How accurate are Bayes factor-based null hypothesis tests? A simulation study

Published 12 Jun 2024 in stat.ME | (2406.08022v2)

Abstract: Bayes factor null hypothesis tests provide a viable alternative to frequentist measures of evidence quantification. Bayes factors for realistic data sets in areas like psychology cannot be calculated exactly and require numerical approximations to complex integrals. Crucially, the accuracy of these approximations, i.e., whether an approximate Bayes factor corresponds to the exact Bayes factor, is unknown, and may depend on data, prior, and likelihood. We have recently developed a novel statistical procedure, namely marginal simulation-based calibration (SBC) for Bayes factors, to test whether the computed Bayes factors for a given analysis are accurate. Here, we use marginal SBC for Bayes factors and calibration plots to test for some common cognitive designs, whether Bayes factors are calculated accurately. We use the bridgesampling/brms packages in R. We run analyses for three commonly used designs in psychology and psycholinguistics: (a) a design with random effects for subjects only, (b) a Latin square design with crossed random effects for subjects and items, but a single fixed-factor, and (c) a Latin square 2x2 design with crossed random effects for subjects and items.

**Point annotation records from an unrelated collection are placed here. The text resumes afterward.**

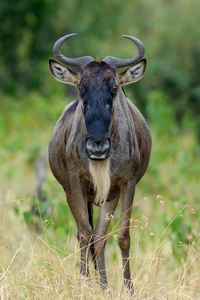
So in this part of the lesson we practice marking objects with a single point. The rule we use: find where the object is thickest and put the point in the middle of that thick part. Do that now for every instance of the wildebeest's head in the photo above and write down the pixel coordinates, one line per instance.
(98, 85)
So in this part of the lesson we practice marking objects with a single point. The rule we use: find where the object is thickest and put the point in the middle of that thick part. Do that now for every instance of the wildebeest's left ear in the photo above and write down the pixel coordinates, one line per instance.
(63, 74)
(133, 73)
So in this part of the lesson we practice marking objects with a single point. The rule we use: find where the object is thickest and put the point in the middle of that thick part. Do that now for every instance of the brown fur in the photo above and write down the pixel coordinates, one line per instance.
(101, 182)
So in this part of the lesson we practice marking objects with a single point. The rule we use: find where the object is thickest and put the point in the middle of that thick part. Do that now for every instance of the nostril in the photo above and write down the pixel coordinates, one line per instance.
(98, 149)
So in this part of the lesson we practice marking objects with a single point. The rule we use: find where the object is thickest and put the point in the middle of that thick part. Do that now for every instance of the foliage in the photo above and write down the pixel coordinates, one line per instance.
(166, 213)
(168, 29)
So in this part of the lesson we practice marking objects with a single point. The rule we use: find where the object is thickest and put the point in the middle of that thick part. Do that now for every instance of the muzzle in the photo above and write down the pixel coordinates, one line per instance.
(98, 150)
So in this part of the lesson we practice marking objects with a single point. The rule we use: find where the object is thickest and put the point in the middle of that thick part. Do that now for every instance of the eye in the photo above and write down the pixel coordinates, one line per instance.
(115, 88)
(79, 88)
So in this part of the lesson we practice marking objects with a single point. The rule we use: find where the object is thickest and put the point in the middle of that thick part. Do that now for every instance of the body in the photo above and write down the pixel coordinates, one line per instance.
(99, 151)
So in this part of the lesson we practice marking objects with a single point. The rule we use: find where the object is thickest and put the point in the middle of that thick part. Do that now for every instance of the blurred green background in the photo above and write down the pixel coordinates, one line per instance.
(31, 101)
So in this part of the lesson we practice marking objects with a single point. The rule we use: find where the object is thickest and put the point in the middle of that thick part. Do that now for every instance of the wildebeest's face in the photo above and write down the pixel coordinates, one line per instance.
(98, 89)
(98, 86)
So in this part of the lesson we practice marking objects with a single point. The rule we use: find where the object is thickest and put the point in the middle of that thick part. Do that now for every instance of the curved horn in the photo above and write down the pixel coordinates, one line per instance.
(115, 62)
(76, 62)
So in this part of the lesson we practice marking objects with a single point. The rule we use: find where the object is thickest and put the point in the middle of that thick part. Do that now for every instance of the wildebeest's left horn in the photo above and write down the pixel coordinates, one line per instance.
(115, 62)
(76, 62)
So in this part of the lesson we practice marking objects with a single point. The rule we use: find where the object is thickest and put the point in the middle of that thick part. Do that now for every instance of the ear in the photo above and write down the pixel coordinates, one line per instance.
(133, 74)
(63, 74)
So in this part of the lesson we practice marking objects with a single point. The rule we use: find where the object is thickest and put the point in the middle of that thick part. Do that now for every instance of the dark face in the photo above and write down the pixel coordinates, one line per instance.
(98, 89)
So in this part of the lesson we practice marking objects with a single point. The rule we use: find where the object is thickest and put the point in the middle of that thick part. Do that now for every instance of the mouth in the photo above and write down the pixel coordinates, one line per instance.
(96, 156)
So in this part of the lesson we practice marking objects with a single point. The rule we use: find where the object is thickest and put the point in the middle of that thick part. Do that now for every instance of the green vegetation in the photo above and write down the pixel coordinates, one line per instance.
(39, 254)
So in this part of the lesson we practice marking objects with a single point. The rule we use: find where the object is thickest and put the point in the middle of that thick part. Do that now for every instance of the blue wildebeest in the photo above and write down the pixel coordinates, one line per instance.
(100, 149)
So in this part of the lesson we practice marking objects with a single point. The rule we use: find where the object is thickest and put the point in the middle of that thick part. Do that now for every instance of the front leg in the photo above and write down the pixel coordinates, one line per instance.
(78, 206)
(126, 202)
(105, 215)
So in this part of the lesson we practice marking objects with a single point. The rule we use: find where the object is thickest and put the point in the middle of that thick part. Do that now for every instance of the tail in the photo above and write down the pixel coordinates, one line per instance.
(90, 214)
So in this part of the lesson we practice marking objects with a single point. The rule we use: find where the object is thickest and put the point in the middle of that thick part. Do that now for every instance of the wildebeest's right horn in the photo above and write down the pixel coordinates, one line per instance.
(76, 62)
(115, 62)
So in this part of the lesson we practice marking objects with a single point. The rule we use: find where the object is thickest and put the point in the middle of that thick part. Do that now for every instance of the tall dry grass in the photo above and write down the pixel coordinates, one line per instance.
(33, 268)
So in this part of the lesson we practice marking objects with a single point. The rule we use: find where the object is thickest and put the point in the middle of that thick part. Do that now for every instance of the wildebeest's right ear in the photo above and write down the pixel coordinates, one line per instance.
(61, 73)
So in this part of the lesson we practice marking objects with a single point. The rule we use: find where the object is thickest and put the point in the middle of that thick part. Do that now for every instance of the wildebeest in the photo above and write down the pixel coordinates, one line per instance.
(100, 149)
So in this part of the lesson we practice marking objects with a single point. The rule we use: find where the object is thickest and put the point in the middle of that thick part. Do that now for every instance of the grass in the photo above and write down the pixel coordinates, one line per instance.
(35, 265)
(42, 260)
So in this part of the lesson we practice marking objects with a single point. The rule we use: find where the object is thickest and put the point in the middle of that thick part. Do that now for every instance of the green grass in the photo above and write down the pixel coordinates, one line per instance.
(40, 256)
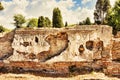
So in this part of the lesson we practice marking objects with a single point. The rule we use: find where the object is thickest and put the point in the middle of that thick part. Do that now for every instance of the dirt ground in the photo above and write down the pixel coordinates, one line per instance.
(92, 76)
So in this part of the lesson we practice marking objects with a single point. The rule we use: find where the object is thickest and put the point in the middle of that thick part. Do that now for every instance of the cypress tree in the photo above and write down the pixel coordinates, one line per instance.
(41, 21)
(57, 18)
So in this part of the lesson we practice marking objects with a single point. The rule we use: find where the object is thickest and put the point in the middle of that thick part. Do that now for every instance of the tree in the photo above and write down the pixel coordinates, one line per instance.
(106, 9)
(57, 18)
(1, 7)
(19, 20)
(87, 21)
(32, 22)
(102, 7)
(66, 24)
(47, 22)
(3, 29)
(41, 21)
(113, 17)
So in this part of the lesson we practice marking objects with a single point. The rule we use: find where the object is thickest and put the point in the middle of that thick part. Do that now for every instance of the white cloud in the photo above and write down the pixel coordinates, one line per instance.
(36, 8)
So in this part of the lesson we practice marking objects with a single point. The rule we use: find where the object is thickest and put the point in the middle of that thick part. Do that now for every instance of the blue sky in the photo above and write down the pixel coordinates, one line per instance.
(72, 11)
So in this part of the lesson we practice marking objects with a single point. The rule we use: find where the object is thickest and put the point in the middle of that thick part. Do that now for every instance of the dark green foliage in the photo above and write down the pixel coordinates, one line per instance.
(19, 20)
(47, 22)
(57, 18)
(2, 29)
(102, 8)
(85, 22)
(1, 7)
(113, 17)
(41, 21)
(66, 24)
(44, 22)
(32, 22)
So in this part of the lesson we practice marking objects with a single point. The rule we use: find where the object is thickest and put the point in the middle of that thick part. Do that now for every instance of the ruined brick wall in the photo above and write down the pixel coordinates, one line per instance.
(64, 44)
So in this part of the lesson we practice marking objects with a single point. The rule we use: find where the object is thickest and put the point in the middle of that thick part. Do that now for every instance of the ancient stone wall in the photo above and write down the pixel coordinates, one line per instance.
(64, 44)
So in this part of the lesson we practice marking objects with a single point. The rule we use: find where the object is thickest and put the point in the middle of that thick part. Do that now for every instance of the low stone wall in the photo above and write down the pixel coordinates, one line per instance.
(61, 44)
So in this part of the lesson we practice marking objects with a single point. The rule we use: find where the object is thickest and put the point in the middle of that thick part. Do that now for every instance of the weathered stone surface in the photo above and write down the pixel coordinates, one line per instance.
(6, 49)
(89, 45)
(116, 50)
(58, 43)
(112, 69)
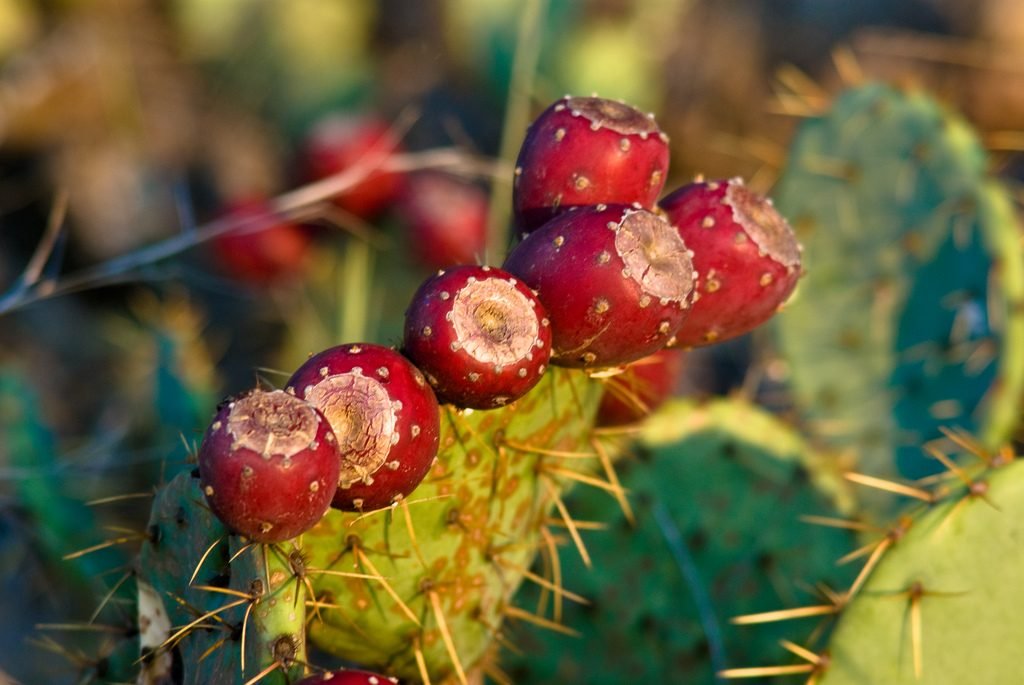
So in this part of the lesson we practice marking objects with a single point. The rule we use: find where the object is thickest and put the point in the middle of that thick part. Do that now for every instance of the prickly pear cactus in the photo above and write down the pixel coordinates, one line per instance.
(418, 590)
(909, 314)
(955, 566)
(233, 610)
(717, 493)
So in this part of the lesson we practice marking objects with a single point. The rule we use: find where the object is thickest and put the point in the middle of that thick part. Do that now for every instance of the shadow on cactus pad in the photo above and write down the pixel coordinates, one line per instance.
(717, 490)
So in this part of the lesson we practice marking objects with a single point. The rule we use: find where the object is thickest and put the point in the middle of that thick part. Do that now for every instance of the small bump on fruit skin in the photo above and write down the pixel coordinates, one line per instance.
(268, 465)
(489, 339)
(745, 253)
(642, 387)
(382, 411)
(616, 283)
(585, 151)
(448, 218)
(348, 677)
(340, 142)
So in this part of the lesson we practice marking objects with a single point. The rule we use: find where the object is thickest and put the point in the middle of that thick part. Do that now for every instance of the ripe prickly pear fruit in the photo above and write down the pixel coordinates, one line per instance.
(641, 388)
(616, 283)
(264, 248)
(268, 465)
(348, 677)
(341, 142)
(384, 415)
(586, 151)
(448, 218)
(479, 335)
(745, 254)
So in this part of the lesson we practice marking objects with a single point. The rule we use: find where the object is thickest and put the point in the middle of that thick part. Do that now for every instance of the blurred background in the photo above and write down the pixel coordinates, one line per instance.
(127, 126)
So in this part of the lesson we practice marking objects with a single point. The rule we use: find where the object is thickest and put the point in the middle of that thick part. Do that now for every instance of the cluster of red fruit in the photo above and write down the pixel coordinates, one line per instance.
(603, 276)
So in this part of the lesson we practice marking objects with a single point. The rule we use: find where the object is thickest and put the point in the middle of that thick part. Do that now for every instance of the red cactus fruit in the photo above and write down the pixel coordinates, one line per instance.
(348, 677)
(263, 249)
(586, 151)
(268, 465)
(640, 389)
(745, 254)
(480, 336)
(384, 415)
(448, 218)
(616, 283)
(341, 142)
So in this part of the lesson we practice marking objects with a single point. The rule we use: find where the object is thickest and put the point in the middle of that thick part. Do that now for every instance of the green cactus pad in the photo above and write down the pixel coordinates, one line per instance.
(909, 314)
(185, 540)
(476, 519)
(964, 561)
(717, 491)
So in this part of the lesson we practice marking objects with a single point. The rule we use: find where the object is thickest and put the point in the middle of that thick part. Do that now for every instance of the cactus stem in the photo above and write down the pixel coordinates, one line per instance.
(840, 523)
(612, 476)
(583, 478)
(245, 625)
(530, 450)
(435, 603)
(768, 671)
(541, 622)
(119, 498)
(582, 525)
(263, 674)
(182, 632)
(364, 560)
(107, 598)
(551, 555)
(493, 672)
(421, 662)
(569, 523)
(785, 614)
(544, 583)
(616, 431)
(242, 550)
(202, 559)
(869, 565)
(412, 533)
(114, 542)
(890, 486)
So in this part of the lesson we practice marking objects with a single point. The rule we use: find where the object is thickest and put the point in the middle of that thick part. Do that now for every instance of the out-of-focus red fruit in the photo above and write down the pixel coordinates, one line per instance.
(745, 255)
(640, 389)
(268, 465)
(616, 283)
(348, 678)
(480, 336)
(384, 415)
(448, 218)
(340, 142)
(588, 151)
(264, 249)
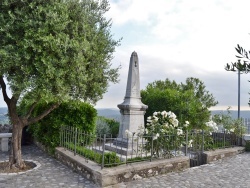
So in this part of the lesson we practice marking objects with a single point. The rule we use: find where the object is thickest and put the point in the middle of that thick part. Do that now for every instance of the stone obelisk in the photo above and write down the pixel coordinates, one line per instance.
(132, 109)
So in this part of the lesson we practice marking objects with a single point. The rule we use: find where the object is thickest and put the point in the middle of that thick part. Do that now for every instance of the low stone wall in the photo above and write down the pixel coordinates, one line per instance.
(5, 128)
(222, 153)
(124, 173)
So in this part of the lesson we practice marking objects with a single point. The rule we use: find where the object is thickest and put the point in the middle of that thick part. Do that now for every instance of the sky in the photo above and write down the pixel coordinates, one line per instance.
(177, 39)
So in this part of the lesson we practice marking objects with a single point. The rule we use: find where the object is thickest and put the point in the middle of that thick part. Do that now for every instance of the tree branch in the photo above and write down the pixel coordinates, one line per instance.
(3, 86)
(45, 113)
(30, 110)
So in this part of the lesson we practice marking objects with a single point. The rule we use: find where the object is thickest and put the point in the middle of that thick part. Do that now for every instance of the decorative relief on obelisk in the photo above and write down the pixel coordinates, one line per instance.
(132, 109)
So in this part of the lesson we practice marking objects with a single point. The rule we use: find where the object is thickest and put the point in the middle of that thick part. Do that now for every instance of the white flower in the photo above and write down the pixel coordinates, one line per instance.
(166, 125)
(156, 118)
(128, 133)
(179, 132)
(156, 136)
(175, 122)
(190, 143)
(186, 124)
(164, 113)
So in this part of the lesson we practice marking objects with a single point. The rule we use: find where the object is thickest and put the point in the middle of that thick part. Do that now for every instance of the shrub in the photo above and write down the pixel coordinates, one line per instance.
(73, 113)
(163, 133)
(247, 146)
(107, 126)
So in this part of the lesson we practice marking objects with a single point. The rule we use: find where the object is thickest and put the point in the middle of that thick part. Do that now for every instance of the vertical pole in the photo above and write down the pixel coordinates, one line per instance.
(224, 139)
(238, 94)
(202, 145)
(151, 147)
(75, 141)
(103, 150)
(186, 147)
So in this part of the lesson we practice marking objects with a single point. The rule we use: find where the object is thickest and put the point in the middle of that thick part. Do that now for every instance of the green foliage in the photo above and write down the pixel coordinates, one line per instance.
(57, 49)
(163, 134)
(107, 126)
(110, 158)
(247, 146)
(189, 101)
(228, 124)
(74, 113)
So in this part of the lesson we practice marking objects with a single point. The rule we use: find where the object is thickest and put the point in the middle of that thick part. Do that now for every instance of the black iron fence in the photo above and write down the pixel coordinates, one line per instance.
(108, 151)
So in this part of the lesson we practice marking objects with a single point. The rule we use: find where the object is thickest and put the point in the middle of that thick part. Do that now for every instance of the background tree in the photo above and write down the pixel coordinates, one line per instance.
(190, 101)
(53, 50)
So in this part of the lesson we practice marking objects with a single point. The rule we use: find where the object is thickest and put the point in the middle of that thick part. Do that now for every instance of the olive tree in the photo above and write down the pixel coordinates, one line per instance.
(53, 50)
(189, 101)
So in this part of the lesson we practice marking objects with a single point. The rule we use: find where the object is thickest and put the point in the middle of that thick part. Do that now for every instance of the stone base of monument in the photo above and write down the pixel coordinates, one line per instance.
(124, 148)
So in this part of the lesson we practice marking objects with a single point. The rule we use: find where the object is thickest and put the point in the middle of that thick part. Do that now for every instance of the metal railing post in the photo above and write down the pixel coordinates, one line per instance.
(151, 147)
(75, 140)
(186, 147)
(103, 150)
(202, 145)
(224, 139)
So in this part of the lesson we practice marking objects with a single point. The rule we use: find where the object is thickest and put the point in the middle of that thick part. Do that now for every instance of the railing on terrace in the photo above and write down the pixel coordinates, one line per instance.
(247, 124)
(103, 150)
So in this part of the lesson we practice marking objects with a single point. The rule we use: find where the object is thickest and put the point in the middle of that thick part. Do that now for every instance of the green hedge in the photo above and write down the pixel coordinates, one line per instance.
(72, 113)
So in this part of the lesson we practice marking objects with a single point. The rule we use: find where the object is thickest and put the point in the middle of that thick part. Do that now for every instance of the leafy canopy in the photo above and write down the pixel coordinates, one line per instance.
(56, 49)
(189, 101)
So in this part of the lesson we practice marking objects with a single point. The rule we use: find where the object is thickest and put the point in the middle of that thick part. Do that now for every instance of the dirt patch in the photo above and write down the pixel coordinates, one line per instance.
(4, 168)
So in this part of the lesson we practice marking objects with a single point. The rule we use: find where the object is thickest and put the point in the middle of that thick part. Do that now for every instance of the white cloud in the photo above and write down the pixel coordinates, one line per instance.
(178, 39)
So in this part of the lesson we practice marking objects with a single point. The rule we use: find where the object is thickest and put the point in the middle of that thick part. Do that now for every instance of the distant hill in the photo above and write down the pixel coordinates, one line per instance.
(109, 113)
(115, 113)
(234, 113)
(3, 110)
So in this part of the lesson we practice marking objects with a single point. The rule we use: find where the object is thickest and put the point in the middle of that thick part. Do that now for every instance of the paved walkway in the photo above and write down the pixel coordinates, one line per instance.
(51, 173)
(233, 172)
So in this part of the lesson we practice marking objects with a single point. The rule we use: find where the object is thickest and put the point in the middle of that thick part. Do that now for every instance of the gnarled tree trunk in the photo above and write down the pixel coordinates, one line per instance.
(15, 159)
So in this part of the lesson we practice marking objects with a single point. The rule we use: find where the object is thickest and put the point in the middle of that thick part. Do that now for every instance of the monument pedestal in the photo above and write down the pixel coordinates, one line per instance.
(132, 113)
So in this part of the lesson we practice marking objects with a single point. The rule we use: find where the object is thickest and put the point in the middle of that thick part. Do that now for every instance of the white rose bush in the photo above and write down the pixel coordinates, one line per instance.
(163, 133)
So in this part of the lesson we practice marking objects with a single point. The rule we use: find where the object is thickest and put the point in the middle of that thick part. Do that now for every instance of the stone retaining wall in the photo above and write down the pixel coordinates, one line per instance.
(222, 153)
(124, 173)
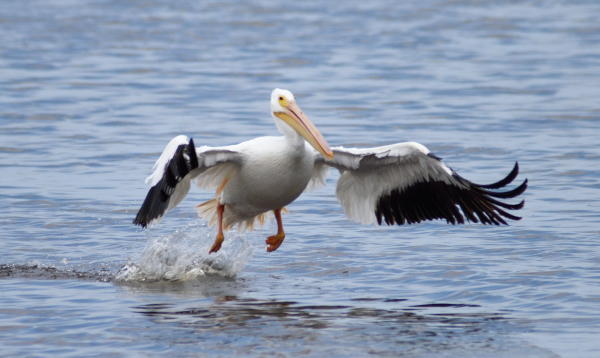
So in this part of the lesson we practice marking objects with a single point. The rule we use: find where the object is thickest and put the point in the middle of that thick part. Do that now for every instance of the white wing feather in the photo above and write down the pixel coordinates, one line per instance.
(369, 173)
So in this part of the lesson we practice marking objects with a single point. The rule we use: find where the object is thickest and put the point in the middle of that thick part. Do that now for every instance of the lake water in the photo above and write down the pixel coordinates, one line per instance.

We find that Bayes factor estimates turn out accurate in cases when the bridgesampling algorithm does not issue a warning message, but can be biased and liberal when a warning message is shown. These results support the use of brms/bridgesampling for null hypothesis Bayes factor tests in commonly used factorial designs. They also suggest that when a warning message is issued, Bayes factor results should not be trusted. The results show that it is practical to check whether Bayes factors are computed correctly.